You are designing a plan for migrating an application to the Windows Azure platform.
All users authenticate by using their Active Directory Domain Services (AD DS) credentials.
The Windows Azure application must provide single sign-on (SSO) for domain-authenticated users.
You need to recommend an authentication type for the service endpoint behavior.
What should you recommend?

A.
SAML credential

B.
Windows authentication

C.
Shared secret credential

D.
Microsoft Challenge Handshake Authentication Protocol (MSCHAP)

Explanation:
The Windows Azure AppFabric Service Bus uses a class called TransportClientEndpointBehavior to specify the credentials for a particular endpoint. There are four options available to you: Unauthenticated, SimpleWebToken, SharedSecret, and SAML. For details, take a look at the CredentialType member.

The CredentialType property specifies which authentication method will be used on the endpoint. The possible values for this property are as follows:

* Saml: this option specifies that the client credential is provided in the Security Assertion Markup Language (SAML) format, over the Secure Sockets Layer protocol.This option requires that you write your own SSL credential server.

* SharedSecret: This option specifies that the client credential is provided as a self-issued shared secret that is registered with Access Control through the Windows Azure portal. This option requires no additional settings on the Credentials property.

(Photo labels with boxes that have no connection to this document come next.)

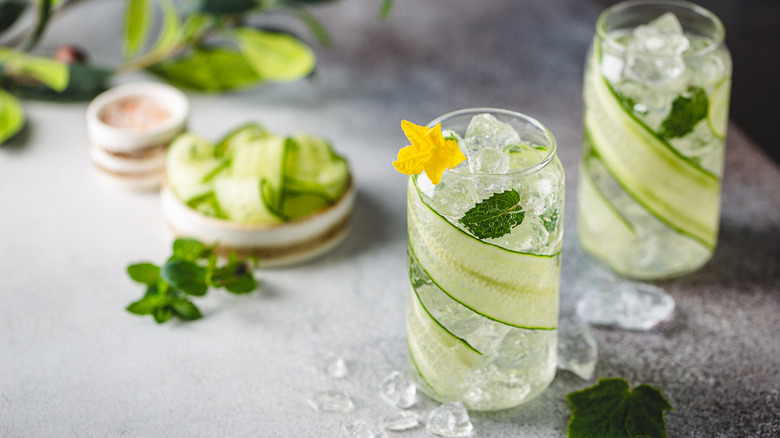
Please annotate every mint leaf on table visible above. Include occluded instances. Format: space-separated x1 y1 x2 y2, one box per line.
566 378 673 438
458 190 525 239
659 87 709 138
126 239 257 324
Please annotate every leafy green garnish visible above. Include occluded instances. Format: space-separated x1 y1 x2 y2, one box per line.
458 190 525 239
659 86 710 138
566 378 673 438
127 239 257 324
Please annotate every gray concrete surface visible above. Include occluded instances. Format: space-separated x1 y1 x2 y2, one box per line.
0 0 780 438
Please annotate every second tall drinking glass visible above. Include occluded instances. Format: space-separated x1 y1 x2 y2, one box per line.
578 1 731 279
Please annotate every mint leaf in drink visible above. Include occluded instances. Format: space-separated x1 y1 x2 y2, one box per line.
126 239 257 324
659 87 709 138
566 378 673 438
458 190 525 239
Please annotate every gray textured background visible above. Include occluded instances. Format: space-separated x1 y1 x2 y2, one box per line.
0 0 780 437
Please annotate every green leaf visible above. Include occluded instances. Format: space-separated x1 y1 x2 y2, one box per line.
126 295 169 315
154 0 182 50
195 0 260 15
160 260 208 296
11 64 114 102
566 378 673 438
379 0 393 20
458 190 525 239
659 87 710 138
149 48 262 92
234 27 316 82
171 298 203 321
171 239 206 261
294 8 331 47
0 1 27 33
211 261 257 294
154 306 173 324
124 0 151 55
0 88 24 144
127 263 160 285
0 47 70 91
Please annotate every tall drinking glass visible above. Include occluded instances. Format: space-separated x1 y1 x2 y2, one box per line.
577 1 731 279
407 109 564 410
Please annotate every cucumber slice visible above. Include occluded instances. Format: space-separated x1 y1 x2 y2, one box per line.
407 176 560 330
231 135 287 211
707 78 731 140
214 177 282 224
285 135 349 201
406 292 480 400
216 123 271 157
187 192 227 219
577 165 635 268
282 193 330 220
584 45 720 249
165 133 226 203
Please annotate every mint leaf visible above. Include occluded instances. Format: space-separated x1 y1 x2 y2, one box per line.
171 298 203 321
566 378 673 438
458 190 525 239
126 239 257 324
160 260 208 296
659 87 709 138
127 263 160 285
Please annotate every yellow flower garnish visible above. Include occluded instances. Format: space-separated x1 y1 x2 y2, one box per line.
393 120 466 185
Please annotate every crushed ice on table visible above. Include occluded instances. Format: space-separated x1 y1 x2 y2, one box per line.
382 411 420 432
311 351 348 379
379 371 417 408
341 417 387 438
577 283 674 330
426 402 474 437
306 390 355 414
558 325 598 380
626 12 690 85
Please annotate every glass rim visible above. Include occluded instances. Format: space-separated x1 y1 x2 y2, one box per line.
427 108 558 178
596 0 726 59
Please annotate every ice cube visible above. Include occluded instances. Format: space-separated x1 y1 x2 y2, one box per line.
306 390 355 414
432 175 479 216
496 329 548 369
577 283 674 330
558 326 598 380
312 351 348 379
382 411 420 432
379 371 417 408
465 114 521 151
341 417 387 438
468 148 509 173
626 12 690 85
426 402 474 437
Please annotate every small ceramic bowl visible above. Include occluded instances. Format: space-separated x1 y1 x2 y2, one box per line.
161 178 355 267
87 82 189 190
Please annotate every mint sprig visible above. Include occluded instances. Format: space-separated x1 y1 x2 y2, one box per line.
566 378 674 438
659 86 710 139
126 239 257 324
458 190 525 239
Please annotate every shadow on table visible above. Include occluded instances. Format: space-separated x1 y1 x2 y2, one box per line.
312 189 406 264
675 222 780 290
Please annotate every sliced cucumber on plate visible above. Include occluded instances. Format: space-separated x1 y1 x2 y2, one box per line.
166 124 350 224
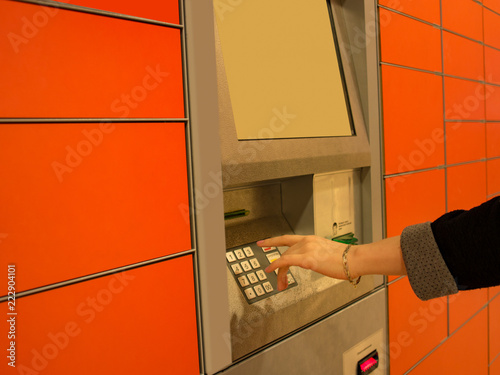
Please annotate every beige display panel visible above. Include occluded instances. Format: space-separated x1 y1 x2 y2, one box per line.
214 0 352 140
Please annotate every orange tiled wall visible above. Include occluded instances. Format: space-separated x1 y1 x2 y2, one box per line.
0 0 199 375
378 0 500 375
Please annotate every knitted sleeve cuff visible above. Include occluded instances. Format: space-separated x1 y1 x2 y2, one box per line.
401 222 458 301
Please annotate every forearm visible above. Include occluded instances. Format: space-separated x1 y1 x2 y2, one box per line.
347 236 406 278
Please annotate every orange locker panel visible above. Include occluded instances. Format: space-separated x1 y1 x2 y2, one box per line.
382 65 444 174
484 85 500 121
443 31 484 81
488 286 500 299
444 77 484 121
447 162 486 211
0 1 184 118
0 256 200 375
379 8 441 72
52 0 179 24
486 122 500 158
489 358 500 375
486 159 500 196
379 0 440 26
388 277 448 374
488 297 500 360
408 310 488 375
484 47 500 84
448 288 488 332
385 170 446 237
0 123 191 291
483 9 500 48
446 122 486 164
441 0 483 42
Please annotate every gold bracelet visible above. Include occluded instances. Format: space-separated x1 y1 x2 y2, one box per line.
342 244 361 288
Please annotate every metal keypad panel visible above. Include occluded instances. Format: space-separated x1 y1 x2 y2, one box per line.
226 242 297 304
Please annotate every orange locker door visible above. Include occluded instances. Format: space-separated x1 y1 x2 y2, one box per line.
0 255 199 375
0 1 184 118
0 123 191 295
50 0 179 24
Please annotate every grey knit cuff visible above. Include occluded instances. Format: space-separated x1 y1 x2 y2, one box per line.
401 222 458 301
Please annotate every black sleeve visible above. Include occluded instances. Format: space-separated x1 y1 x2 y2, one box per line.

* SimpleWebToken: This option specifies that the client credential is provided as a self-issued shared secret that is registered with Access Control through the Windows Azure portal, and presented in the emerging industry-standard format called simple Web token (SWT). Similar to the shared secret option, this option requires no additional settings on the Credentials property.

* Unauthenticated: This option specifies that there is no client credential provided. This option avoids acquiring and sending a token. It is used by clients that are not required to authenticate, based on the policy of their service binding. Note that this setting might leave data nonsecure if not used together with another security measure.